Stanford will drop coal stocks from its endowment (Eastcolfax/ FlickrCC).
Stanford University announced Wednesday that it will no longer use any of its $18 billion endowment to support coal mining companies.
Listen to the story from The World
Stanford is the most prominent university yet to bow to student pressures to divest money from fossil fuels. Fossil Free Stanford is one of many student-led activist groups that have ramped up the pressure on big-name schools like Harvard and MIT.
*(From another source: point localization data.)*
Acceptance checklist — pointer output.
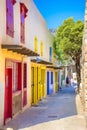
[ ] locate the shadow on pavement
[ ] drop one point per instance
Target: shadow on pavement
(53, 107)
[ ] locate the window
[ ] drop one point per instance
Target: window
(15, 77)
(9, 17)
(50, 54)
(25, 75)
(41, 48)
(35, 44)
(23, 11)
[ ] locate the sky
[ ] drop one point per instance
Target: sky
(56, 11)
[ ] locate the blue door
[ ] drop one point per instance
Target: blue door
(51, 86)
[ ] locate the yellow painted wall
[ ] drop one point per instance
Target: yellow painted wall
(4, 54)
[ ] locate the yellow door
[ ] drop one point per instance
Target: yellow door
(33, 85)
(43, 83)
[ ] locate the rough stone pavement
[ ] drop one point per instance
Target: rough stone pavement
(60, 111)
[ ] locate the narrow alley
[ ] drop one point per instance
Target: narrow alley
(60, 111)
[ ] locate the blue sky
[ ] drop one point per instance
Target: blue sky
(55, 11)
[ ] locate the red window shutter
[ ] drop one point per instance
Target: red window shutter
(9, 19)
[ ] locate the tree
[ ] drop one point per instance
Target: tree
(68, 42)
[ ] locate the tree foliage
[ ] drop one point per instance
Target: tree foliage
(68, 41)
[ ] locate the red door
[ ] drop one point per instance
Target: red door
(8, 94)
(24, 84)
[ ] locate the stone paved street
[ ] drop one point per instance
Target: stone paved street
(61, 111)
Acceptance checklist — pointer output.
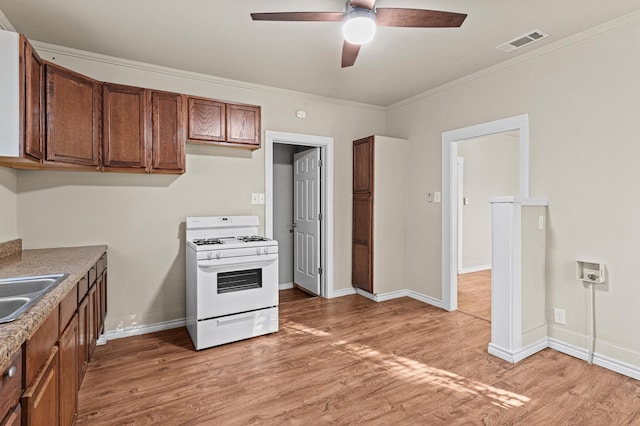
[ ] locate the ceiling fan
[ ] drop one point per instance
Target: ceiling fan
(361, 18)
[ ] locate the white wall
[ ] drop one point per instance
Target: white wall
(582, 101)
(490, 170)
(141, 217)
(8, 204)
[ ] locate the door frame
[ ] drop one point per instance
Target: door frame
(450, 192)
(325, 144)
(301, 277)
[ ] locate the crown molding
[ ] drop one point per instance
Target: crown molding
(5, 24)
(126, 63)
(622, 21)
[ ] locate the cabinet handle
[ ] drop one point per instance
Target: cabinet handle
(11, 372)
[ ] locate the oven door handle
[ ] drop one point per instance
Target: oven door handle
(245, 261)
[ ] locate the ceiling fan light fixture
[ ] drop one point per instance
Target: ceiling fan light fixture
(359, 26)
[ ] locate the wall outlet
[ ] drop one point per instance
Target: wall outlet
(559, 316)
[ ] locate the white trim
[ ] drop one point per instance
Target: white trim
(383, 297)
(517, 356)
(285, 286)
(617, 366)
(450, 191)
(342, 292)
(326, 145)
(5, 24)
(472, 269)
(137, 330)
(622, 21)
(96, 57)
(598, 359)
(425, 299)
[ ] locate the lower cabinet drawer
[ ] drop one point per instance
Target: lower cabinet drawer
(11, 382)
(13, 418)
(41, 399)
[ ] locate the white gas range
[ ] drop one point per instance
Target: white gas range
(232, 280)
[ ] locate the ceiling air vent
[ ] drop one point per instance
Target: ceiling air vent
(522, 41)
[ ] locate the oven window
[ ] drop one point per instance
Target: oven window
(239, 280)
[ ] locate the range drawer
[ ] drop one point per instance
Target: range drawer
(11, 384)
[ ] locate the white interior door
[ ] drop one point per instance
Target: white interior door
(306, 219)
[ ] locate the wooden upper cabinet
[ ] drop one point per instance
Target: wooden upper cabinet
(33, 101)
(168, 133)
(124, 127)
(243, 125)
(207, 120)
(72, 117)
(363, 165)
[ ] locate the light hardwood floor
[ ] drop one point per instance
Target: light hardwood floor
(349, 361)
(474, 294)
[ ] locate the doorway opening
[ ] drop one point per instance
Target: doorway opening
(487, 168)
(450, 195)
(298, 209)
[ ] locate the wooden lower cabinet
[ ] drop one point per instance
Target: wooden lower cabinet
(83, 338)
(40, 401)
(92, 334)
(68, 352)
(14, 418)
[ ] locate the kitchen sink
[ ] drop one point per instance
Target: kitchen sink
(19, 294)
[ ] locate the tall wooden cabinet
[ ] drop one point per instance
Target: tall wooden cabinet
(379, 214)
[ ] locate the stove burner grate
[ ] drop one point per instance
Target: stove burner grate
(252, 238)
(207, 241)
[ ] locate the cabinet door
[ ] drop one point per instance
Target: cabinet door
(34, 101)
(363, 165)
(243, 125)
(92, 322)
(40, 400)
(206, 120)
(14, 418)
(124, 127)
(83, 338)
(168, 132)
(68, 352)
(73, 117)
(362, 242)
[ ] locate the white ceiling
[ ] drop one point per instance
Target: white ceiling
(218, 37)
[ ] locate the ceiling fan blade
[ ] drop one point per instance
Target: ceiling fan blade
(417, 18)
(349, 54)
(365, 4)
(298, 16)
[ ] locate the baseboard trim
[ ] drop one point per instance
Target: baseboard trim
(425, 299)
(514, 357)
(598, 359)
(142, 329)
(285, 286)
(473, 269)
(341, 293)
(383, 297)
In a press release, Stanford laid out what the policy change will mean:
The resolution means that Stanford will not directly invest in approximately 100 publicly traded companies for which coal extraction is the primary business, and will divest of any current direct holdings in such companies. Stanford also will recommend to its external investment managers, who invest in wide ranges of securities on behalf of the university, that they avoid investments in these public companies as well.
Yari Greaney, a junior at Stanford and member of Fossil Free Stanford spoke to The World yesterday about her involvement with the project.
It was one of the most empowering moments of my life.
The push for universities to divest from fossil fuel has been compared to the movement in the 1960's for colleges to divest in opposition to apartheid.
Last month, more than a hundred faculty members at Harvard called on the university to divest from fossil fuels. In a letter addressed to President Drew Faust, the professors said Harvard ought to better align its investment and intellectual research.